Phase 2: Web data scraping.

Requirements

  1. Design a Web data extraction algorithm. The algorithm needs to extract data from the Microsoft Academic Search website, available at http://academic.research.microsoft.com/. There is no limitation on the techniques you decide to employ. Brute force, learning based, rule based algorithms are all accepted. We focus on Computer Science.
  2. Extract all the Names of the Conferences and Journals in Computer Science available at http://academic.research.microsoft.com/?SearchDomain=2&entitytype=2.
  3. Extract the Conferences and Journals by Subject. Artificial Intelligence, Data Mining and Databases are among the subjects listed on the Microsoft Academic Search website. You are expected to extract all of them. Examples of Conferences in Databases include VLDB - Very Large Data Bases, ICDE - International Conference on Data Engineering and Data Base Workshops. Examples of journals include TKDE - IEEE Transactions on Knowledge and Data Engineering, VLDB - The Vldb Journal and IS - Information Systems.
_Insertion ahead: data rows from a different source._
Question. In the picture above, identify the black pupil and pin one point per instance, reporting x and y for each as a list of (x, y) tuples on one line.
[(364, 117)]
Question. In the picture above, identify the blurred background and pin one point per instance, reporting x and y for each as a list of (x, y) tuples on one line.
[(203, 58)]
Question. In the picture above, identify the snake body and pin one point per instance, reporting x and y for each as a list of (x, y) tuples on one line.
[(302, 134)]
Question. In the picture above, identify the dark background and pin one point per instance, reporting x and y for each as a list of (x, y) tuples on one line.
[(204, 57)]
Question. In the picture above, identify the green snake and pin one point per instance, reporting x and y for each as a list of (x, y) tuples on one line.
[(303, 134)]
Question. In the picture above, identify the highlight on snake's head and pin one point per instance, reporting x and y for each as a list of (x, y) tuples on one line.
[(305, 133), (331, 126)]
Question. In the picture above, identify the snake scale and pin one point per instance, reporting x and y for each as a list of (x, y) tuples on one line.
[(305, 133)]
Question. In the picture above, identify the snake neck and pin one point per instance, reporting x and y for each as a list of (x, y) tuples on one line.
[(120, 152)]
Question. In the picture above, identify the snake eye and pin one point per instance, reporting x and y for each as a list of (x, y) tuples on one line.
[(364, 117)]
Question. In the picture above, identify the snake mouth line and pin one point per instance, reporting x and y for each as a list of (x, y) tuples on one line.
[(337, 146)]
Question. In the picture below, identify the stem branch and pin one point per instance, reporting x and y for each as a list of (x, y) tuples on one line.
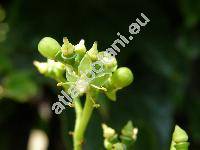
[(82, 121)]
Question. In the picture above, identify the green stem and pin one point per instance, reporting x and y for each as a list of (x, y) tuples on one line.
[(82, 122), (78, 110)]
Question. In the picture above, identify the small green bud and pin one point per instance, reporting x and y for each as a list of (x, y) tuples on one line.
[(182, 146), (93, 52), (42, 67), (107, 144), (107, 131), (67, 48), (179, 135), (122, 77), (80, 48), (48, 47), (118, 146)]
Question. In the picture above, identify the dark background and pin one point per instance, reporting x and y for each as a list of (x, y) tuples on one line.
[(164, 56)]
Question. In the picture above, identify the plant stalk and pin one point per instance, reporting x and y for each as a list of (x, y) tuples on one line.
[(82, 120)]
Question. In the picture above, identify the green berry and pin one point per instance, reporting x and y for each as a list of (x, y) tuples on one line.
[(48, 47), (179, 135), (122, 77)]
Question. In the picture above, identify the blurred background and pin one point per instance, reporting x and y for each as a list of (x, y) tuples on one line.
[(164, 56)]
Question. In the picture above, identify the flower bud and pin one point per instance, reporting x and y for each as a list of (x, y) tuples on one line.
[(42, 67), (179, 135), (67, 48), (80, 48), (93, 52), (122, 77), (107, 131), (48, 47)]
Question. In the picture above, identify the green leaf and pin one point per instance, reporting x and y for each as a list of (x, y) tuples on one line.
[(128, 129)]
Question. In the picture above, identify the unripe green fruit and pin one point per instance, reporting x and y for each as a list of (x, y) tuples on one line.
[(179, 135), (49, 47), (122, 77)]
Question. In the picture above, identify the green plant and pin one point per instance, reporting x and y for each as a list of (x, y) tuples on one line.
[(81, 72), (77, 71), (179, 139)]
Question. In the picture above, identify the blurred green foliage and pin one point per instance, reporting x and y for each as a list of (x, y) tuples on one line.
[(165, 58)]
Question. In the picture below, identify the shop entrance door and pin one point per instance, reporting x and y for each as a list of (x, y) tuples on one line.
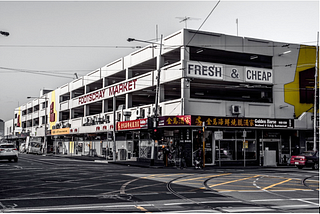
[(197, 143), (272, 146)]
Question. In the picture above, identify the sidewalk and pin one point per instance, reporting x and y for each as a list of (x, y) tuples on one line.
[(159, 165)]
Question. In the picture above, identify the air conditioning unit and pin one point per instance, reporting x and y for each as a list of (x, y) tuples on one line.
[(236, 109)]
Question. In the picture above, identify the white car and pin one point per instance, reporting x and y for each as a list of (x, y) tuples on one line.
[(23, 148), (8, 151)]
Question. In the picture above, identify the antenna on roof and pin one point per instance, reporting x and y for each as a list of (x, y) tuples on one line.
[(185, 19)]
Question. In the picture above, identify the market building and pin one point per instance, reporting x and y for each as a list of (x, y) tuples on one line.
[(253, 99)]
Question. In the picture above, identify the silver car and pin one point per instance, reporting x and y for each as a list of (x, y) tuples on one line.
[(8, 151)]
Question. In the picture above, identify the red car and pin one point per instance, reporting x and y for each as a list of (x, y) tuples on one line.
[(306, 159)]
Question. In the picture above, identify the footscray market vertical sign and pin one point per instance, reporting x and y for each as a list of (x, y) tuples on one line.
[(113, 90)]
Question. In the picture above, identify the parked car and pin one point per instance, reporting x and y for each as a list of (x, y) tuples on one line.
[(306, 159), (8, 151), (22, 148), (34, 148)]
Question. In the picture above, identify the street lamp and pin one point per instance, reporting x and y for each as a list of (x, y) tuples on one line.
[(45, 124), (155, 118), (4, 33)]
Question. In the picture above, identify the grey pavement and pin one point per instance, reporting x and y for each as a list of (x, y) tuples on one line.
[(146, 164)]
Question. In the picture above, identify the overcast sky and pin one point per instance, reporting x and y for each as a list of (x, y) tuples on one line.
[(50, 41)]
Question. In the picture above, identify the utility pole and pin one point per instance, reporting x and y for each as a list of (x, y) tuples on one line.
[(315, 98), (155, 118), (203, 145)]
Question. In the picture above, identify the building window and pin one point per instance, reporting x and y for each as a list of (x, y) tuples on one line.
[(306, 85), (201, 89), (230, 58)]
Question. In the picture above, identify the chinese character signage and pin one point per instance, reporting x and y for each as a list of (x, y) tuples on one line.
[(175, 120), (132, 124), (188, 120)]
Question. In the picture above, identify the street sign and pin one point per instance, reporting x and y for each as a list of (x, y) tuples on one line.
[(218, 135), (245, 144)]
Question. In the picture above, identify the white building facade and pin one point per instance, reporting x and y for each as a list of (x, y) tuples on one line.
[(250, 94)]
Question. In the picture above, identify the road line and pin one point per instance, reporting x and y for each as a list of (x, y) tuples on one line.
[(201, 202), (268, 187), (228, 182), (142, 209), (190, 179), (72, 207)]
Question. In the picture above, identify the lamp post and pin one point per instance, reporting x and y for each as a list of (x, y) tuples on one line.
[(45, 124), (155, 118), (4, 33)]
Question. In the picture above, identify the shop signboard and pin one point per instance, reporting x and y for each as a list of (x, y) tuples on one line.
[(242, 122), (179, 120), (62, 131), (132, 124), (188, 120)]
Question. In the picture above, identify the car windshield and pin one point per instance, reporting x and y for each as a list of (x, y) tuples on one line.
[(307, 153), (7, 146)]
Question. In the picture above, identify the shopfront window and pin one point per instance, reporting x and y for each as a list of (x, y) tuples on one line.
[(231, 147), (250, 152), (227, 150)]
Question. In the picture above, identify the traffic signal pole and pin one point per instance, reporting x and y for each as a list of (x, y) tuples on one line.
[(203, 144), (155, 118)]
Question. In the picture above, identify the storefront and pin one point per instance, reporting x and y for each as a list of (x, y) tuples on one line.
[(228, 141)]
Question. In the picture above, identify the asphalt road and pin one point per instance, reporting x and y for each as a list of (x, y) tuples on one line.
[(58, 184)]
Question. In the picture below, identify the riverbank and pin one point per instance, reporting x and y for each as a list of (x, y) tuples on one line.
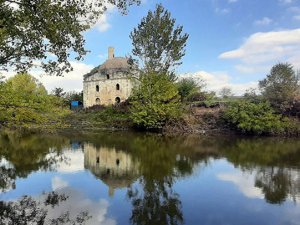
[(200, 120)]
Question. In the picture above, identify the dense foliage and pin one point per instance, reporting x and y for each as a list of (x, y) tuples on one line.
[(157, 43), (47, 32), (154, 101), (29, 104), (281, 86), (226, 92), (254, 118), (188, 87)]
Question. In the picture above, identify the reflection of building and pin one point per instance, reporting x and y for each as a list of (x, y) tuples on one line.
[(115, 168)]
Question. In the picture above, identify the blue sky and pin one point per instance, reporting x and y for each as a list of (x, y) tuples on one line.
[(232, 43)]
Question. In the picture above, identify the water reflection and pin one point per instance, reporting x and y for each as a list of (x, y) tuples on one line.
[(146, 171), (38, 211), (115, 168), (22, 154)]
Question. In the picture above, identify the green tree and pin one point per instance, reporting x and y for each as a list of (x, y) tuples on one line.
[(226, 92), (58, 92), (154, 101), (281, 86), (38, 30), (27, 104), (157, 43), (187, 87), (254, 118)]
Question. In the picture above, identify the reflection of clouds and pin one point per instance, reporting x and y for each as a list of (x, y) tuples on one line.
[(244, 182), (77, 203), (58, 183), (74, 162)]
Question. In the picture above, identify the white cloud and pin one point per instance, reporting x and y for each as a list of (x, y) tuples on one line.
[(96, 209), (296, 11), (244, 182), (222, 10), (102, 24), (286, 1), (74, 162), (266, 48), (217, 80), (72, 81), (58, 183), (264, 21)]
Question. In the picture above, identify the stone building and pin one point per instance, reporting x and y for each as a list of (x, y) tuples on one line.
[(108, 83)]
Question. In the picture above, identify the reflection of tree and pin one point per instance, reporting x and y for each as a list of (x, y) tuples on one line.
[(272, 162), (277, 184), (157, 204), (25, 153), (28, 210)]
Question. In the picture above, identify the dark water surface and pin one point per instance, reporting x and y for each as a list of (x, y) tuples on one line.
[(126, 178)]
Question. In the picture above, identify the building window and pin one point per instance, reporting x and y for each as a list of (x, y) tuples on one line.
[(98, 101), (117, 100)]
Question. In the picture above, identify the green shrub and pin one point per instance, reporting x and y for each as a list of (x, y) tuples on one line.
[(154, 101), (254, 118)]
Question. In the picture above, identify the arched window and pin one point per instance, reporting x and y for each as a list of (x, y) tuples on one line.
[(117, 100), (98, 101)]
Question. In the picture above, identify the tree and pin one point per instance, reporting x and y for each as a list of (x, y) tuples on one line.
[(281, 86), (58, 92), (254, 118), (187, 87), (154, 101), (47, 32), (157, 43), (27, 104), (226, 92)]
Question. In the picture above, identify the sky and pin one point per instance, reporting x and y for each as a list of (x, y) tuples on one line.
[(232, 43)]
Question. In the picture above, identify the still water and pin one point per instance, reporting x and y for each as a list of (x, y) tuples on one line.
[(126, 178)]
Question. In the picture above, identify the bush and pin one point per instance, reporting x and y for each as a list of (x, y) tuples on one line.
[(254, 118), (154, 101)]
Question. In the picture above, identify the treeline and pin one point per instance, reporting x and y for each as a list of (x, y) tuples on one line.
[(24, 102), (160, 97)]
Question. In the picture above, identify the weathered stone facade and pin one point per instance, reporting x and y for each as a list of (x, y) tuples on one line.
[(108, 83)]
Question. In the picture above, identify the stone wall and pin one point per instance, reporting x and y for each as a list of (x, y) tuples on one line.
[(107, 93)]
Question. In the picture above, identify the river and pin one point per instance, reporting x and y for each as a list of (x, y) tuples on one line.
[(130, 178)]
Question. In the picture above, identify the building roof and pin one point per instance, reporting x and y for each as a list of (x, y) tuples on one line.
[(113, 64)]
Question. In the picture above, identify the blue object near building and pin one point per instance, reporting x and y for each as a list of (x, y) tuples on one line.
[(76, 105)]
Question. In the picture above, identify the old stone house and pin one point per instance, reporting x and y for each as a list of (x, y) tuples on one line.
[(108, 83)]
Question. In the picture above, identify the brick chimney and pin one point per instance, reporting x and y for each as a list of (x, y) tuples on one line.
[(111, 52)]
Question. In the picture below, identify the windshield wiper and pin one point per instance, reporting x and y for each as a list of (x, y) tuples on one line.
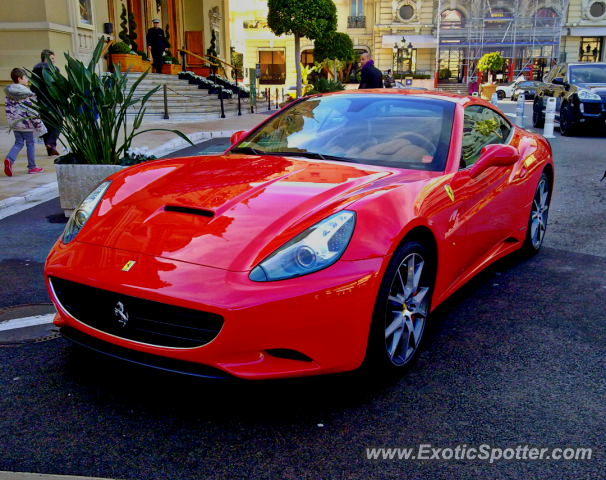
[(321, 156), (247, 150)]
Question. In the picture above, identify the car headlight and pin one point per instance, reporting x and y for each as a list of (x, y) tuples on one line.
[(316, 248), (83, 212), (588, 95)]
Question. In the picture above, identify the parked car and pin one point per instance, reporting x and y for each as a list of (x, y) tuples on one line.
[(320, 241), (526, 88), (580, 93), (506, 90)]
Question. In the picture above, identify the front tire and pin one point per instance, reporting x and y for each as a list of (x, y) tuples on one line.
[(537, 222), (401, 312)]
You are expected to extract all the conferences and journals for each subject. Notice that the list of all conferences (as well as that of journals) may span over multiple pages: you are expected to navigate automatically to those pages and collect the data.
  4. Split each conference/journal name into Acronym and Long Name: e.g, in ICDE - International Conference on Data Engineering, "ICDE" is the acronym and "International Conference on Data Engineering" is the long name.
  5. The extracted data should be in the format: Subject, RawName, ShortName, LongName, URL. The URL is associated with the conference/journal in the webpage, E.g., "/Conference/22/icde-international-conference-on-data-engineering" for ICDE - International Conference on Data Engineering. It appears in the href attribute.
  6. Keep track of all instances where the data does no follow this pattern: e.g., Data Base Workshops or Geoinformatica.
  7. Implement your algorithm in the programming language of your choice.
  8. [Optional] Insert the data into a table with the schema Subject, RawName, ShortName, LongName, URL.
  9. Provide statistics about the extracted data: e.g., total number of extracted conferences/journals per subject.

Deliverables

  • Update your report and include detail description of your algorithms.
  • Include in your report SMALL pieces (no more than two pages!) of source code that convincingly show that you implemented the program.
  • Do not submit any piece of your source code.
  • Describe the software packages that you use to implement your algorithm, e.g., RegEx.
  • Describe the difficulties in implementing your algorithm.
  • Algorithm analysis: If your algorithm is not 100% accurate, itemize the reasons.
  • Start early!
    Collaborate! Compare and discuss your approaches. The end product is expected to be an individual effort!